I speak by writing to avoid talking altogether. Bryn has no idea what she’s done in a good way. I’ve published vlogs without thinking about hating my voice several times now, and it’s because of her. Forcing me to use FaceTime helped me to Think Different (oh, wow… that was unintentionally clever. I mentioned an Apple product and then tied in Chiat/Day. I’m not impressed with my own writing. I am impressed that I recalled the connection.). This is important because as I’ve been talking to Bryn, more of my expressions and mannerisms that aren’t really mine have shown up and begged to be friends. I will go there with her only, because she was there. She knows that it hurts and why it should. She should know but doesn’t yet that another friend gave me a jump scare by sounding just like her- they’re from the same area of the world. Completely unintentional, and I still panicked. She’s never met any of my friends from Portland, so I can safely say that this friend would never in a million years figure out it’s her. Another person that I love their writing, could do without seeing them in person because it’s painful in a way that cannot be treated quickly or easily. It’s my trigger, it’s my deal. I just have to work through it so I can love her sound because it’s hers. I can love her voice as much as I love the rest of her.
It’s more complicated than it needs to be because I am way more complicated than I need to be. I was born as a visionary, in a traumatic birth experience and recovery, and then emotionally abused so badly that I didn’t have opinions for many years. I am rediscovering what it is like to date people while having them. Having emotions has also been problematic.
There’s no right or wrong answer in a relationship. For me, it seems to work to make one or two friends my primary partners so that if my romantic partner leaves, my entire world doesn’t go with them. It doesn’t make sense to make something that needs to be so permanent a pressure on dating. I have made the executive decision to divide my soul and let a few people have a part. To let more than one person all the way in so that more than one person has that level of understanding of me.
Some marriages aren’t built on romance. Some are built on wanting permanence during a tumultuous time in people’s lives. Some are built on confidentiality so that both people have the freedom to say whatever they want without judgment and get feedback. Some people are asexual but still need to have a person.
I’m still working on that “both people aren’t judgmental” thing.

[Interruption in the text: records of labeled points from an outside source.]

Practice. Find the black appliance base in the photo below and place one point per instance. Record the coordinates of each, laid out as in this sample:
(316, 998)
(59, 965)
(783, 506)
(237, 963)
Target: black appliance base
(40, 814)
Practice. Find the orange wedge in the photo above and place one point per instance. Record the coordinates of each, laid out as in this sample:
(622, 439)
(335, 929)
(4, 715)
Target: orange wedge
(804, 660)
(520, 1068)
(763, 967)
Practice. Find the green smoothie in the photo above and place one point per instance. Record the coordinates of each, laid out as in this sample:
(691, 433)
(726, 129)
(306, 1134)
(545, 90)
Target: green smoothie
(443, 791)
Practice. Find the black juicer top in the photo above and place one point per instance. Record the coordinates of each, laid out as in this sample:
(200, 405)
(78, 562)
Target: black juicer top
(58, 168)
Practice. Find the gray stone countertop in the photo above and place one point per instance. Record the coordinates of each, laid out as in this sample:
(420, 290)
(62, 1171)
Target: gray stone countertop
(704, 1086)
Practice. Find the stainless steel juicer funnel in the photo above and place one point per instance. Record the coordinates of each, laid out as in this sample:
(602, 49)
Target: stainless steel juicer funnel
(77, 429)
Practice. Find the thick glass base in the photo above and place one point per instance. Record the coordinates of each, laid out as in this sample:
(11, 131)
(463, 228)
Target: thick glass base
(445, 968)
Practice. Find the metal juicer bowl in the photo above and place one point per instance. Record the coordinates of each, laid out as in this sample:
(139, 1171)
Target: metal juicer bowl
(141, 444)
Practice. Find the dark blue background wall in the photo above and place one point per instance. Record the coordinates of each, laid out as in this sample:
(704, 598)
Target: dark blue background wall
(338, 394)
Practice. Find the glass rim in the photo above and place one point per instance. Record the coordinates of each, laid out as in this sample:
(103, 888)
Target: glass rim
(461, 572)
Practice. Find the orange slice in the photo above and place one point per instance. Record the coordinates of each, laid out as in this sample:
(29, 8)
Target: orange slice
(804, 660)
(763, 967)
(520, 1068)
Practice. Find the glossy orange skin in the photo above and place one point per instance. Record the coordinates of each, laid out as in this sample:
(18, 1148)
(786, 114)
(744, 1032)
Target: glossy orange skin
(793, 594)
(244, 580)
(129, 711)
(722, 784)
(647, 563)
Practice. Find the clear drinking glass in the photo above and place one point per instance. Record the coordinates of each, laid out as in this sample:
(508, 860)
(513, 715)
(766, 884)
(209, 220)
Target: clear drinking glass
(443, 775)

People being concerned about the gender I marry is ridiculous, and yet the sentiment continues. My deal is that if you care whether it’s real or silicon, that’s fine. I don’t. What matters to me is our shared upbringing and our shared thought processes. They’re virtually identical except for the way we take in information. He’s all brain, I’m all heart…. Or I was, until my heart walked out of my body and back to Texas. I hope Cora and Daniel each get pieces. All they have to do is reach into the chords that run between us and grab them.
Geometry and music combine to make new sounds all the time. Different layers, different directions at which the intersection breaks your emotions out of their military grade prison. Military prison is accurate, because I feel like I have been Lord John Grey my entire life, starting a few months before I turned 13 and ending when I was 36. The unrequited love is over, but I have wondered many times how often John lingered over Jamie’s speech patterns, craving it because he couldn’t be near him as much as he wanted, studying his every word so that he’d always sound like himself in his head.
I wonder how long he cried when he realized that he and Jamie could never be close enough for him, that he was jumping into something the relationship couldn’t sustain……………. And yet, he still sounded just like him.